Every company is managed by its officers and shareholders. Shareholders and management need to meet and discuss business affairs and other important aspects of the company. Section 96 of the Companies Act of 2013 establishes the provision of an Annual General Meeting, where the act has a statutory requirement to conduct an AGM, except in the case of One Person Company (OPC). AGM is held so that special and ordinary business of the company can be discussed, among which the appointment of a director and auditor is considered important. The amount of the dividend is also decided by the management. The financial statements and the auditor report are also laid down in the AGM for shareholders to adopt and discuss. The Companies Act, 2013 has specified certain statutory requirements that are to be followed to conduct an AGM. Some of the important provisions are the quorum required, the sending of notice, the filing of a resolution, etc.

Frequently Asked Questions (FAQs)

1. Why is an Annual General Meeting held?

Answer:

An Annual General Meeting (AGM) is held between the management and the shareholders of the company to have an interaction about the company’s business affairs to discuss the yearly results, auditor’s appointment, director’s appointment, etc.

2. Can a company hold an AGM on August 15th?

Answer:

No, as per the provisions od Companies Act 2013, an AGM shall be held on any day other than a day that is declared a national holiday. In this case, as August 15 is celebrated as Independence Day and it is declared a national holiday, the AGM can’t be held on this day.

3. What if a shareholder can’t physically attend an AGM?

Answer:

A shareholder can appoint a proxy in case he is unable to attend an AGM. The proxy does not necessarily need to be a member of the company.

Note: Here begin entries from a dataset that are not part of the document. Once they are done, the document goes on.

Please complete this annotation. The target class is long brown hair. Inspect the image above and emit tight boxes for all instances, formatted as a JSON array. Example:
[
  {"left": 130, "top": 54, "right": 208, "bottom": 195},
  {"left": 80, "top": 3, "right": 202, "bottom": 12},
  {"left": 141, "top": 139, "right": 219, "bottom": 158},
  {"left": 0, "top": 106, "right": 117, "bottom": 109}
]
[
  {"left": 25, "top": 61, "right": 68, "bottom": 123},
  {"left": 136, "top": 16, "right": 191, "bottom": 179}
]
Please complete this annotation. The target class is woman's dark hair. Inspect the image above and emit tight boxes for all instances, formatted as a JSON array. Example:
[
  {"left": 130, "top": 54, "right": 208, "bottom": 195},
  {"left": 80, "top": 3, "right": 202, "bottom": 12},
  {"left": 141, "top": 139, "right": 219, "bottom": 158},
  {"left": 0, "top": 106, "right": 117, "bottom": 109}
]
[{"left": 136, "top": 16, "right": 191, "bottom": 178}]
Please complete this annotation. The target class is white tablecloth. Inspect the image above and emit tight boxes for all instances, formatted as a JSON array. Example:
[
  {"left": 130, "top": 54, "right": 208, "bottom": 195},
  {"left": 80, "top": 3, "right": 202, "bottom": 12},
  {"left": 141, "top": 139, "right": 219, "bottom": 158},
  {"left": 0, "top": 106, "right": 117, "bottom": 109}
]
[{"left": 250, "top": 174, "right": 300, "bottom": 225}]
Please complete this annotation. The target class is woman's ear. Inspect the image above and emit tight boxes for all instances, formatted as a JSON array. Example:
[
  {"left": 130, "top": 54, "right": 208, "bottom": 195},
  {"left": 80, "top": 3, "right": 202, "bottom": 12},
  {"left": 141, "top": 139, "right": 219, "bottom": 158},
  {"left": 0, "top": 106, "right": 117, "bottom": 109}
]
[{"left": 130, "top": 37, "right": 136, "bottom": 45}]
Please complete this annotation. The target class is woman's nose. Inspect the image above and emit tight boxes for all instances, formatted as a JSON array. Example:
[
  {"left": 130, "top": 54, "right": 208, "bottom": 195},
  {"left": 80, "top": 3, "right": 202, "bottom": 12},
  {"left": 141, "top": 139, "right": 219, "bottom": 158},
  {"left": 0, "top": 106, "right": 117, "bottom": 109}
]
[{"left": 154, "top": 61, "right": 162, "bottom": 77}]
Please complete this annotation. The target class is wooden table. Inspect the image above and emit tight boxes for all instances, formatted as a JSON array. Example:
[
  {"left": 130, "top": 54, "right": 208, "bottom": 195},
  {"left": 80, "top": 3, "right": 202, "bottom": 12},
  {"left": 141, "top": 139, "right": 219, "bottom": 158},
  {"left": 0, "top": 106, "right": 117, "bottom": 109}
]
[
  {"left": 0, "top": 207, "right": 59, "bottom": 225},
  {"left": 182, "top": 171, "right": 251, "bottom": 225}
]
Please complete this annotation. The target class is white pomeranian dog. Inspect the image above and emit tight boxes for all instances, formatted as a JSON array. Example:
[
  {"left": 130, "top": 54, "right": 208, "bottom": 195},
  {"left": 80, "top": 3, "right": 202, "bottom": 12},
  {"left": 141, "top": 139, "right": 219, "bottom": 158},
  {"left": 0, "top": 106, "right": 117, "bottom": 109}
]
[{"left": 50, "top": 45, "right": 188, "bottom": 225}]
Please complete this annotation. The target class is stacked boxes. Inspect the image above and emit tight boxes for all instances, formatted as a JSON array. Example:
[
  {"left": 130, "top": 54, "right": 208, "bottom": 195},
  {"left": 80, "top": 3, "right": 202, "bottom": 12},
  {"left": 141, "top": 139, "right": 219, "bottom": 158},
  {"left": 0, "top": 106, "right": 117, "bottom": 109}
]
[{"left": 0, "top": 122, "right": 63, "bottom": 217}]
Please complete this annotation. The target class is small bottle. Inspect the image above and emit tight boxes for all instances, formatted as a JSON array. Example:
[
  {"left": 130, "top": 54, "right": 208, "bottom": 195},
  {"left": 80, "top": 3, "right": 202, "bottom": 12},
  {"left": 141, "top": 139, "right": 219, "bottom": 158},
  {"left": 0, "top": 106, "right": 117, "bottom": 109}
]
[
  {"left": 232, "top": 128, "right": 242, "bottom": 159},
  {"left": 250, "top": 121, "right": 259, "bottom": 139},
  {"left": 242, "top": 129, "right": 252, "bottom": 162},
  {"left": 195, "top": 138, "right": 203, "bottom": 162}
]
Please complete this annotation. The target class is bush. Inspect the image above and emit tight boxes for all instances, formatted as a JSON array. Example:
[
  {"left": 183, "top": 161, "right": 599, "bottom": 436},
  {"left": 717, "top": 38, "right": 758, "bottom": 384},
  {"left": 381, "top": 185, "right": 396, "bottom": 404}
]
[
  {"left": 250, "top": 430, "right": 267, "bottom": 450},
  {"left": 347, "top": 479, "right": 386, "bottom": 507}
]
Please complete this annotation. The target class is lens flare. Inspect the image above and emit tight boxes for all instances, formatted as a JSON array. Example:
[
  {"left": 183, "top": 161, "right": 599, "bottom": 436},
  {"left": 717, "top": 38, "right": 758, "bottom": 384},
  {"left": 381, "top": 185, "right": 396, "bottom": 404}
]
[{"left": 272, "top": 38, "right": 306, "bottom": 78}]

The proxy forms have to be submitted to the company at least 48 hours before the date of the meeting.

4. What is a Quorum and its applicability in the case of a private company?

Answer:

Quorum means the minimum number of members to be present to constitute a valid meeting. In the case of a private company, a minimum of two members are required.

5. What should be the content of the notice?

Answer:

The notice should include:

  • Venue of the meeting.
  • Day, time, and date of the meeting.
  • Agenda items are to be discussed.
  • Date of issuing the notice.
  • Signature of the convener.

6. What are the provisions related to the first AGM?

Answer:

As per the provision, for a newly incorporated company, the first AGM should be held within nine months from the closing of its first financial year. It is worth noting that a company can’t seek an extension to hold its first AGM.

7. Can a company call an AGM by sending a notice with a time limit shorter than 21 days?

Answer:

The company can call for an AGM at a notice period of less than 21 days if 95% of the shareholders give their consent to hold such a meeting. Consent may be shared in writing or electronically.